Su furia era equiparable a la de una tormenta de caos y destrucción que podría durar horas y horas. Capaz de masacrar casas, edificios e incluso ciudades enteras. Su fuerza era descomunal, sus poderes eran imponentes, su mirada, aunque colmada de bellos ojos verdes, parecía la de un demonio infernal sediento de sangre y cegado en demencia.

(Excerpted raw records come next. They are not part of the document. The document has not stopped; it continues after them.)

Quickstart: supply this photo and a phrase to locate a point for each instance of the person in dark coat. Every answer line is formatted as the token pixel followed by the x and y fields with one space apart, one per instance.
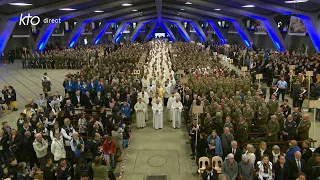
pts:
pixel 313 167
pixel 306 151
pixel 4 151
pixel 280 168
pixel 260 152
pixel 226 139
pixel 296 165
pixel 12 96
pixel 28 153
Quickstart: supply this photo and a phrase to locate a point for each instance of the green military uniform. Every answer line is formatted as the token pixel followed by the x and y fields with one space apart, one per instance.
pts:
pixel 280 118
pixel 242 132
pixel 273 106
pixel 273 128
pixel 303 129
pixel 248 114
pixel 263 115
pixel 218 121
pixel 230 126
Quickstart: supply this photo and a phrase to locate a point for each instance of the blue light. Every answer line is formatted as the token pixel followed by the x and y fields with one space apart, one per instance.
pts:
pixel 121 31
pixel 242 34
pixel 137 32
pixel 203 39
pixel 218 33
pixel 167 31
pixel 182 33
pixel 273 35
pixel 72 43
pixel 77 34
pixel 46 35
pixel 155 27
pixel 103 30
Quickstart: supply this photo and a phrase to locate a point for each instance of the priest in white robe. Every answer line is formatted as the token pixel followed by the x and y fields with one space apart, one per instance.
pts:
pixel 171 99
pixel 157 109
pixel 145 99
pixel 176 109
pixel 140 109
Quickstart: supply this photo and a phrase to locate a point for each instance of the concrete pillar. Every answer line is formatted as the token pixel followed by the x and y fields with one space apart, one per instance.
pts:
pixel 167 29
pixel 76 32
pixel 137 30
pixel 243 32
pixel 151 31
pixel 183 31
pixel 119 31
pixel 6 28
pixel 274 33
pixel 199 30
pixel 102 29
pixel 216 29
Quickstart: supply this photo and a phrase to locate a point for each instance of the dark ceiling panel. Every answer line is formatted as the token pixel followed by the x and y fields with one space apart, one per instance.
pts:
pixel 306 6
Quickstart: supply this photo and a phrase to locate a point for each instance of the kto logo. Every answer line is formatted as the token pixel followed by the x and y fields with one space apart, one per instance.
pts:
pixel 35 20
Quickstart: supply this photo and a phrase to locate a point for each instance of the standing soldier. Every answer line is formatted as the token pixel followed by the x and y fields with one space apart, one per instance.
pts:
pixel 303 128
pixel 263 114
pixel 248 114
pixel 218 121
pixel 280 118
pixel 273 104
pixel 229 124
pixel 273 129
pixel 297 116
pixel 242 131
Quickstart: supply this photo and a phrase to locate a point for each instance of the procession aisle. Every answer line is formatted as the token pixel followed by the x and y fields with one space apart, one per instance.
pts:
pixel 159 152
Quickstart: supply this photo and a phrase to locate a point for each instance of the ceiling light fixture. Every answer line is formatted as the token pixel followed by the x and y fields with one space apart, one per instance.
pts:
pixel 249 5
pixel 295 1
pixel 126 4
pixel 67 9
pixel 20 4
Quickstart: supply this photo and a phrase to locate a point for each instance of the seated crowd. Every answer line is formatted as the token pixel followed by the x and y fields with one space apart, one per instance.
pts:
pixel 85 131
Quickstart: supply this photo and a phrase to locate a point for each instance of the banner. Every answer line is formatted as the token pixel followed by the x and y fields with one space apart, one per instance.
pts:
pixel 259 28
pixel 297 27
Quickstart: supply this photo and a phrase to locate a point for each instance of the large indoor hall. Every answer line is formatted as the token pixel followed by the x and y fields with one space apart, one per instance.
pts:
pixel 160 90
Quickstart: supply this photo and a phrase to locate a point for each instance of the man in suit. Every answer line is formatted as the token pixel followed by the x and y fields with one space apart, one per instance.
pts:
pixel 99 101
pixel 296 165
pixel 77 99
pixel 237 152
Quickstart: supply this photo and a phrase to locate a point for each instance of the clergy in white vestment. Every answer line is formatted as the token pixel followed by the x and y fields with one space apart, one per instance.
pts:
pixel 171 99
pixel 157 109
pixel 140 109
pixel 176 109
pixel 145 99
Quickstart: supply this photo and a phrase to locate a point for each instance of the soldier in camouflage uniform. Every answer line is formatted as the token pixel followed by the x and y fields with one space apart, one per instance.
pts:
pixel 273 104
pixel 280 118
pixel 229 124
pixel 218 122
pixel 272 129
pixel 263 114
pixel 303 128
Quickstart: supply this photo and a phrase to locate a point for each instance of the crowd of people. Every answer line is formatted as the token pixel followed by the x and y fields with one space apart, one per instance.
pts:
pixel 108 97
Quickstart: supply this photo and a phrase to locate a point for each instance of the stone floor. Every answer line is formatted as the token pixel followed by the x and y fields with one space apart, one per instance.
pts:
pixel 152 152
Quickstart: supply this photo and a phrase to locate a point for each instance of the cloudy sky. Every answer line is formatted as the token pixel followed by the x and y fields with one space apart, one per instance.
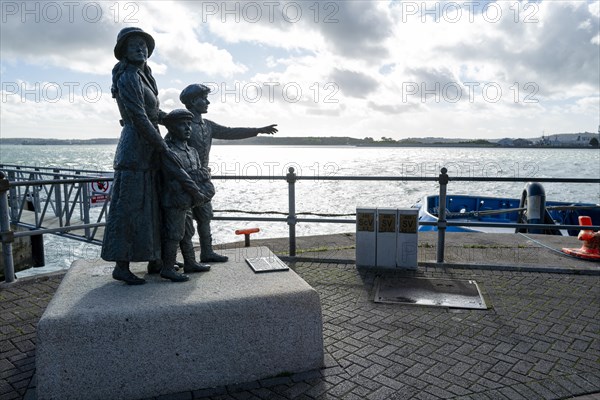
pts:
pixel 400 69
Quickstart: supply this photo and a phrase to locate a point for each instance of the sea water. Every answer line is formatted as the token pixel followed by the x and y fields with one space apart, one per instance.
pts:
pixel 324 196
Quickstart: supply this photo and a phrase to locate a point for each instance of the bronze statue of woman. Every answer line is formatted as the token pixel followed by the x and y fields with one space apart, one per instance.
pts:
pixel 132 230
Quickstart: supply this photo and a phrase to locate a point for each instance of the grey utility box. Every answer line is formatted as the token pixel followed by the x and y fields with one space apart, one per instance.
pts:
pixel 407 244
pixel 366 222
pixel 387 237
pixel 387 230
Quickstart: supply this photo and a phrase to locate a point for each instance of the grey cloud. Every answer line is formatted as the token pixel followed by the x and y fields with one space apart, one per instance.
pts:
pixel 559 56
pixel 56 36
pixel 393 109
pixel 354 84
pixel 360 30
pixel 354 29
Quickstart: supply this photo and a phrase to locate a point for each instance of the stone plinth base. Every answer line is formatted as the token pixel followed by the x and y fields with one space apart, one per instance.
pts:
pixel 102 339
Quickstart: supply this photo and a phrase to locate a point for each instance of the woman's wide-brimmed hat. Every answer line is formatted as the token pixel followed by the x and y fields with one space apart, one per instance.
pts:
pixel 127 33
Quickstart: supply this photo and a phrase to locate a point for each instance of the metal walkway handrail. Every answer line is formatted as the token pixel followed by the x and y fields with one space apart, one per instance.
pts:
pixel 67 188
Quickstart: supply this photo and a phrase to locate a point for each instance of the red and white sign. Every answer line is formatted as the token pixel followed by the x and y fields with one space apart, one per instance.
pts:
pixel 99 192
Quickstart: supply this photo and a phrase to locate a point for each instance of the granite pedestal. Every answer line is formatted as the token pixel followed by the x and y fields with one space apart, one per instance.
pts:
pixel 102 339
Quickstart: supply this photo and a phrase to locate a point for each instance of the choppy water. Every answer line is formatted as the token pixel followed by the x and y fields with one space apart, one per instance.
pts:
pixel 325 196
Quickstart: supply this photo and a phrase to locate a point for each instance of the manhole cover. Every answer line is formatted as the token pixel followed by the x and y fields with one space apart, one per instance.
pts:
pixel 430 292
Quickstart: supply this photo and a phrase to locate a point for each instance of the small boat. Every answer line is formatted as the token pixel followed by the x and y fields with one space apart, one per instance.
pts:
pixel 468 208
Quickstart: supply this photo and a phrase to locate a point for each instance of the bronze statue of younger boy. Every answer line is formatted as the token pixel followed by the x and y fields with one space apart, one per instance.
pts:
pixel 176 202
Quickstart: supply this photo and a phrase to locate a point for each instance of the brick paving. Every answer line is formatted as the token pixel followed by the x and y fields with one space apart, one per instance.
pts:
pixel 540 340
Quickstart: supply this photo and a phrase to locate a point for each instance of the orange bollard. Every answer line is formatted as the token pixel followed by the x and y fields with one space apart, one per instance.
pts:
pixel 246 233
pixel 591 242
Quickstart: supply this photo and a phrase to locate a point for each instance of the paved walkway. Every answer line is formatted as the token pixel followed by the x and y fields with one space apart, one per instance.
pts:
pixel 539 340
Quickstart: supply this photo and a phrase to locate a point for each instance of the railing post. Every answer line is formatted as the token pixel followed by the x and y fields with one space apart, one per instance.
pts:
pixel 13 198
pixel 58 198
pixel 7 234
pixel 443 180
pixel 291 219
pixel 86 208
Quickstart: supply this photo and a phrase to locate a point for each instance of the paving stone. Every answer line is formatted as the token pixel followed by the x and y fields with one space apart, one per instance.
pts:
pixel 398 352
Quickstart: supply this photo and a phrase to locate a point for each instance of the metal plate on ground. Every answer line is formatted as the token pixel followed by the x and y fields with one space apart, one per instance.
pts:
pixel 266 264
pixel 430 292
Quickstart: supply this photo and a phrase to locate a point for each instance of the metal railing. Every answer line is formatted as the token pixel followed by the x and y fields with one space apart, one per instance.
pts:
pixel 67 190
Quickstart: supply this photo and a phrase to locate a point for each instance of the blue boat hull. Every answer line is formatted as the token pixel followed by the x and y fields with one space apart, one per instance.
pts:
pixel 486 209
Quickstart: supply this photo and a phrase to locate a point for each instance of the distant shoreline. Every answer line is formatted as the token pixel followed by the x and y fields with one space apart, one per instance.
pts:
pixel 574 143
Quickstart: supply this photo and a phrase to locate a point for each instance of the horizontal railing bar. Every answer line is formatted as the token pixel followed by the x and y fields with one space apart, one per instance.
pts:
pixel 60 181
pixel 531 179
pixel 330 178
pixel 33 168
pixel 37 231
pixel 516 225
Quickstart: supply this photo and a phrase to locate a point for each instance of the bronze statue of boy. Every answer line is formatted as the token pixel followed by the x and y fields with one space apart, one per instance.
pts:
pixel 195 99
pixel 176 202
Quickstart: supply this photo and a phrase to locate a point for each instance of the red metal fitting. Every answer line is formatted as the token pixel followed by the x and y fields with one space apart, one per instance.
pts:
pixel 246 233
pixel 591 242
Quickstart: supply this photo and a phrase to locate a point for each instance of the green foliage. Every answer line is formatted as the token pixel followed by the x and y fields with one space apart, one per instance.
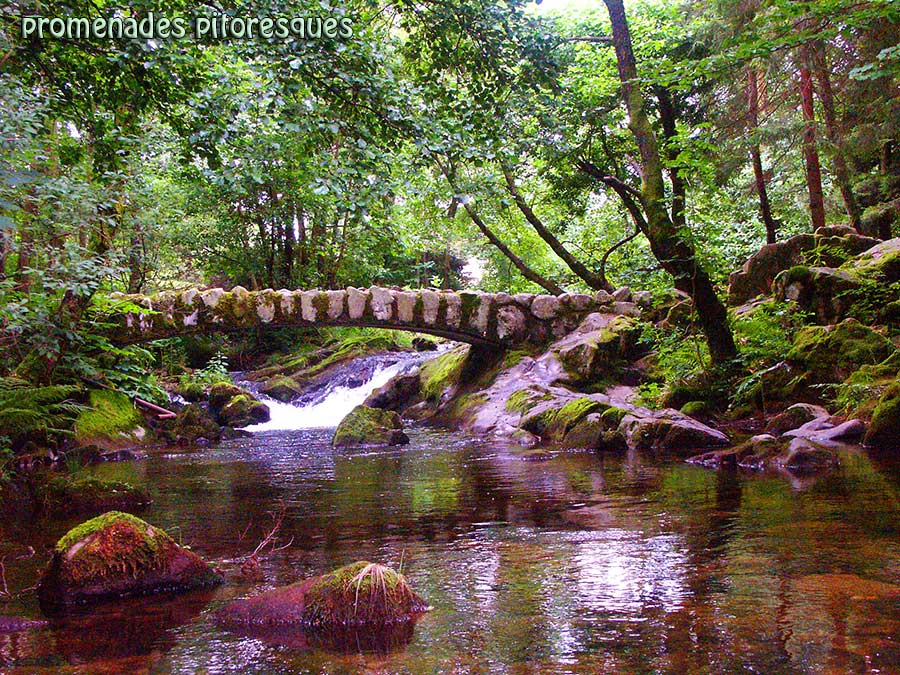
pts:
pixel 43 413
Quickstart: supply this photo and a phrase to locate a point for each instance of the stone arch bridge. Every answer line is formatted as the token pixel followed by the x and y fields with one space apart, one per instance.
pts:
pixel 497 320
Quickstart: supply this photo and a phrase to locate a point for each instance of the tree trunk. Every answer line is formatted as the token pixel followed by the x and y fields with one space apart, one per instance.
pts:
pixel 810 152
pixel 669 244
pixel 525 270
pixel 765 210
pixel 595 281
pixel 838 149
pixel 669 119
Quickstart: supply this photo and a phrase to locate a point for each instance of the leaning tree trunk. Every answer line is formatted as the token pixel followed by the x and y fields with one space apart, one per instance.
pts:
pixel 810 152
pixel 594 281
pixel 765 209
pixel 669 243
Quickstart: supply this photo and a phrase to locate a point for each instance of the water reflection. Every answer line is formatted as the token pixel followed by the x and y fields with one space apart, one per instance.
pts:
pixel 575 564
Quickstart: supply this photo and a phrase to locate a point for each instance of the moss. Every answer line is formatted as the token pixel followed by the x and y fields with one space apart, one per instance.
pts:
pixel 442 372
pixel 369 426
pixel 320 302
pixel 191 391
pixel 832 353
pixel 692 408
pixel 612 416
pixel 464 405
pixel 556 422
pixel 884 429
pixel 361 593
pixel 111 415
pixel 76 495
pixel 524 400
pixel 152 537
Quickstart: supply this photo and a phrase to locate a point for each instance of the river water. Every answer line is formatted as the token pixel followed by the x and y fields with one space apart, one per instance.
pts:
pixel 568 562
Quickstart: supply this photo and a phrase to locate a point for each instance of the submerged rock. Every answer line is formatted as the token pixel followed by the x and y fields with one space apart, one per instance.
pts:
pixel 884 429
pixel 797 456
pixel 360 594
pixel 396 393
pixel 232 406
pixel 365 426
pixel 193 425
pixel 116 555
pixel 669 431
pixel 828 246
pixel 795 417
pixel 15 624
pixel 831 353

La gente gritaría en histeria cada vez que él apareciera, ya que sabían que su ira era una potencia feroz que ni el mismísimo satán podría calmar. El villano era una bestia en combate; no había ser que se atreviese a enfrentarlo, y los que lo hacían suicidas eran llamados. Nada ni nadie podía apaciguar sus deseos enfermizos de devastación; no hasta que la última víctima fuese destrozada, no hasta que las últimas casas hayan quedado aniquiladas, no hasta que toda la ciudad fuera un completo cementerio de miseria y muerte; resultado morboso de su apasionante caos.
Ningún mortal era digno de tener el privilegio de ser su oponente y desafiar su salvaje furor. Pero su despiadada sonrisa se incrementaría con dicha, y en sus ojos anidaría la violencia pura al ver el resplandor en los cielos de la repentina, preciosa e impetuosa estela verde lima que se acercaría a velocidades anormales esperando chocar contra él en muy pocos segundos. Esperando la batalla que daría comienzo a una nueva tormenta de catástrofes monstruosas entre una lucha de bárbaros.